The APXS also measured abundances of volatile elements, including sodium, potassium, and sulfur in the highland soils, and reported varied concentrations ranging from 700-2800 ppm, 300-400 ppm, and 900-1400 ppm, respectively (Fig. 1). Scientists from the Physical Research Laboratory (PRL), Ahmedabad, have made a detailed analysis of the abundances of these volatile elements. Interestingly, the concentrations of sodium and potassium at the Chandrayaan-3 landing site was found to be much lower compared that found in the soil samples from lunar highlands in earlier missions (Apollo 16 and Luna 20), while the concentration of sulfur was found to be 300-500 ppm higher than in soils from Apollo 16 and Luna 20 missions. The anomalous differences in the concentrations of these volatile elements make it important to investigate the probable source that led to their enrichment or depletion at the Chandrayaan-3 landing site.

On the Moon, the Type I Carbonaceous chondrite (CC) meteorites crashing on the surface can add approximately 400-1000 ppm of sulfur to the soil (Fig. 2). But, this is still insufficient to explain the APXS measured excess of 200-400 ppm sulfur. Moreover, the surface temperature observed at the landing site ranges between 250 and 300 K, which is much higher than the volatility temperature of sulfur (Fig. 2). In this case, the cold-trapping mechanism of surface enrichment of sulfur for geologically long periods is not possible at the landing site. Therefore, there has to be another source of sulfur that increased its concentration at the landing site.
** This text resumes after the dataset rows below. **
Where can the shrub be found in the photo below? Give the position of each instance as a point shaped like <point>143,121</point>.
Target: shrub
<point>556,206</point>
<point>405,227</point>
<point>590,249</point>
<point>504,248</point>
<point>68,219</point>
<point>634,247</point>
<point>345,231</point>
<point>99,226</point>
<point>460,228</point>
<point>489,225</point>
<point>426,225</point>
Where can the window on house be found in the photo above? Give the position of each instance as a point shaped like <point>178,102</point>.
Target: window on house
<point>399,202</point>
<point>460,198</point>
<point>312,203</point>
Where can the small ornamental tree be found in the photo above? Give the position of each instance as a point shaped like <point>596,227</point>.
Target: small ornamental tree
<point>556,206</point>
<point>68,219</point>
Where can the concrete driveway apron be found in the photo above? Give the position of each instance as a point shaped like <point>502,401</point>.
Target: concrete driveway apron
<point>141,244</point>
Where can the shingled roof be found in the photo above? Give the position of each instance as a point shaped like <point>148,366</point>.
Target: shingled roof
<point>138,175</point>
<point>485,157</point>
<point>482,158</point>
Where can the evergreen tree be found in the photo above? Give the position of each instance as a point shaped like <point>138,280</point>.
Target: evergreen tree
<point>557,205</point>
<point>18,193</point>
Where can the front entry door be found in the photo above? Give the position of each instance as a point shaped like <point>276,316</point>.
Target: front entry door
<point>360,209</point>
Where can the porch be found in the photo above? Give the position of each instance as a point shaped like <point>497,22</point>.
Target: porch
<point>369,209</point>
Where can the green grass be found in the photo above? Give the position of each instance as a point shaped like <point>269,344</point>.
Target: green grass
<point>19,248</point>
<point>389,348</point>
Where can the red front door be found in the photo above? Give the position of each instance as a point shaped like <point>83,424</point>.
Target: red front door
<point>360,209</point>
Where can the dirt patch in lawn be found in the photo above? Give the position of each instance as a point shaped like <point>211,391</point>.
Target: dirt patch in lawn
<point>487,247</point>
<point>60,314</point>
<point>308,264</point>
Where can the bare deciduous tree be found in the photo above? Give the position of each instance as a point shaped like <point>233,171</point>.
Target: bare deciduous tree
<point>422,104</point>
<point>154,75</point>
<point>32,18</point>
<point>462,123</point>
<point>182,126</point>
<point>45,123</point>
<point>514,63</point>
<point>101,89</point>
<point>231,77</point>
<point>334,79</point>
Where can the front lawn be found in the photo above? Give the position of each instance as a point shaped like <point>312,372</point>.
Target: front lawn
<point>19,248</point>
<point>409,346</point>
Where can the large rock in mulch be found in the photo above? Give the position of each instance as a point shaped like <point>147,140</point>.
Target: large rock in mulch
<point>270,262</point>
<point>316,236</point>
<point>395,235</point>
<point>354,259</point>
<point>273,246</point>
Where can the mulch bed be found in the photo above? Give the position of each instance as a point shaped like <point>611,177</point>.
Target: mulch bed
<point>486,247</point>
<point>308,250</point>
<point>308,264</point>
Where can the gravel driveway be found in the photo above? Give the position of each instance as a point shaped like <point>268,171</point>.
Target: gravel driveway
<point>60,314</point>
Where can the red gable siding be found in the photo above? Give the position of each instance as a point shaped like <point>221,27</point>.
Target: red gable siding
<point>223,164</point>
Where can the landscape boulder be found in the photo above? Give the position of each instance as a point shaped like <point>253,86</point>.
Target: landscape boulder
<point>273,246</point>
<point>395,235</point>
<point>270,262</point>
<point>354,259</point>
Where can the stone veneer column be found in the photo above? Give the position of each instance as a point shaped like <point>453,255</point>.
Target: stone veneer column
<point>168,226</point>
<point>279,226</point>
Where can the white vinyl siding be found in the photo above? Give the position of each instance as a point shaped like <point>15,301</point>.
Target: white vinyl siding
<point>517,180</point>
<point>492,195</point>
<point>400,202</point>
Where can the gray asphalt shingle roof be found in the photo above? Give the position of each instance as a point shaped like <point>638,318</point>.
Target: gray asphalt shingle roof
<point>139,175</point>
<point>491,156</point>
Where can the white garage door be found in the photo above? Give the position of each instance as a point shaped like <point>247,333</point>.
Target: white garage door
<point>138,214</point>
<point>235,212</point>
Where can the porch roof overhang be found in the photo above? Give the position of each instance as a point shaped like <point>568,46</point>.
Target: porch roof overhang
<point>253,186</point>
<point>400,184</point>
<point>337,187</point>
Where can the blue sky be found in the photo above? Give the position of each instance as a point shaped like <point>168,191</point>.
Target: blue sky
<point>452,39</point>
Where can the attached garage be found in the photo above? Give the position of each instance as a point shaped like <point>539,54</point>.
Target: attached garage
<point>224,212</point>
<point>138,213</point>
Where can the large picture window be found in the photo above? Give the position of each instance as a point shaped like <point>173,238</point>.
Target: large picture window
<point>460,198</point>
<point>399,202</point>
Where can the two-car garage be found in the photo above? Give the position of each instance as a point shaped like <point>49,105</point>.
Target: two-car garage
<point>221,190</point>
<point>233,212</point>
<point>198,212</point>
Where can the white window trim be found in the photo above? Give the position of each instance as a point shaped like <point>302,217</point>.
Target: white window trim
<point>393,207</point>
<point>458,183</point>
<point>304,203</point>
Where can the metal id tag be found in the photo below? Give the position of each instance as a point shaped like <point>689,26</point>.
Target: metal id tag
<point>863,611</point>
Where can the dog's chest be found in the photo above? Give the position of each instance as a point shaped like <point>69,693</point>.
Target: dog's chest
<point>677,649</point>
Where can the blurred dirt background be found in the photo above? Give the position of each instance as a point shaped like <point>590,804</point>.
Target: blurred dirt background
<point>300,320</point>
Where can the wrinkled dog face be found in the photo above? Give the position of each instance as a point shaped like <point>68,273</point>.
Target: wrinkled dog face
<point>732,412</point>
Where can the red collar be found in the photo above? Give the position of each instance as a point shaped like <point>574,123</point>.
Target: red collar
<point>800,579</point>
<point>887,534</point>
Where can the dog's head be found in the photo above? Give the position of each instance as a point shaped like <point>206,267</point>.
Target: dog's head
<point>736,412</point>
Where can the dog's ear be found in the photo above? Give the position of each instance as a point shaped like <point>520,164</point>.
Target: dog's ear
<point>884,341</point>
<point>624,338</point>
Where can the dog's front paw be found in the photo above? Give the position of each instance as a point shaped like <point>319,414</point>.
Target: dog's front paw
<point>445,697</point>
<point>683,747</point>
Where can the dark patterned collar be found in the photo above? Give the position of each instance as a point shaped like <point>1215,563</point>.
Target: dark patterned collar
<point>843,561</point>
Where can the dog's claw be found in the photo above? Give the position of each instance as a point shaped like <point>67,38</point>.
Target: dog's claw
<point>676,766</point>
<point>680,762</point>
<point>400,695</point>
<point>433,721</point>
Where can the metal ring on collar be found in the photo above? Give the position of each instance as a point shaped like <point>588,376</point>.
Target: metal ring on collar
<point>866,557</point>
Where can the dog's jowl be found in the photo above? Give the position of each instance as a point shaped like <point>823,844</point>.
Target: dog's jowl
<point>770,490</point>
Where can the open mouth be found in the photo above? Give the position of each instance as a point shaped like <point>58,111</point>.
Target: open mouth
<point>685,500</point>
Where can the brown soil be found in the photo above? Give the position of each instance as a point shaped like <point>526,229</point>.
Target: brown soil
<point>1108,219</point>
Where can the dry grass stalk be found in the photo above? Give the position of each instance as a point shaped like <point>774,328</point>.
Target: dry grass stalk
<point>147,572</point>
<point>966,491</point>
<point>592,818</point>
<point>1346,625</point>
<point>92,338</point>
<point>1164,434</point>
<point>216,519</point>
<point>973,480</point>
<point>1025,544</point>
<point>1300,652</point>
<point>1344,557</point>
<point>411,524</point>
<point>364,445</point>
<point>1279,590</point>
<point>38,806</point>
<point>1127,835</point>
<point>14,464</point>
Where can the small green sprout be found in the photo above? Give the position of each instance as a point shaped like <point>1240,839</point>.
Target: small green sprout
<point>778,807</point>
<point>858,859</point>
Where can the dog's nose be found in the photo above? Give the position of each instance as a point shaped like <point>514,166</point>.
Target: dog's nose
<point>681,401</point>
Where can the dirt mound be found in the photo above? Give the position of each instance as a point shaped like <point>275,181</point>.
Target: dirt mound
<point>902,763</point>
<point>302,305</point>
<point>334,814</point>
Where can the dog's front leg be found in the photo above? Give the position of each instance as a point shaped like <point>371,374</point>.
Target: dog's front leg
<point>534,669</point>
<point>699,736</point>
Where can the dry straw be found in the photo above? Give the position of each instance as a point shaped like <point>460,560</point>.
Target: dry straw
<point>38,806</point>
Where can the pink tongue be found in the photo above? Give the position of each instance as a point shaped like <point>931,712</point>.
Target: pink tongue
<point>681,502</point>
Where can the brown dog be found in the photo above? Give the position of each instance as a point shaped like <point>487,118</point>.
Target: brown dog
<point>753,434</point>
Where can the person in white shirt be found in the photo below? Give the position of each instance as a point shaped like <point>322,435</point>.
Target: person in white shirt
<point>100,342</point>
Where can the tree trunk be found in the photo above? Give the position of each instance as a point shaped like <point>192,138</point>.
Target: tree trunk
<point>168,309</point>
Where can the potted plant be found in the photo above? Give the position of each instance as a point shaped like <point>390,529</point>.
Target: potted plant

During the end of the lunar magma ocean (LMO) crystallization stages, the residual molten layer became enriched in a mineral called Troilite (FeS). The PRL scientists have proposed that the South Pole-Aitken (SPA) basin impact event at 4.3 Ga excavated this FeS from the sulfur-enriched primitive lunar mantle, while the KREEP layer was still in the process of formation (Fig. 2). The subsequent impacts on the SPA basin ejecta stirred things up, mixing sulfur-rich materials from the SPA basin with the nearby material at the landing site.

To summarize, a comparison of volatile elemental abundance data from Chandrayaan-3 soil relative to previous missions, suggests much lower amounts of sodium and potassium, but higher levels of sulfur. Such a pattern indicates that the soil at the landing site include primitive mantle material excavated by the SPA basin impact, billions of years ago. That makes the Chandrayaan-3 landing site a promising place for future missions to collect samples, particularly to study the early evolution of the Moon.

The APXS experiment was designed and developed by Physical Research Laboratory, Ahmedabad, a unit of Department of Space, Government of India. A large group of scientists and engineers from various ISRO centers has contributed in the successful planning, implementation, and execution of the Chandrayaan-3 mission.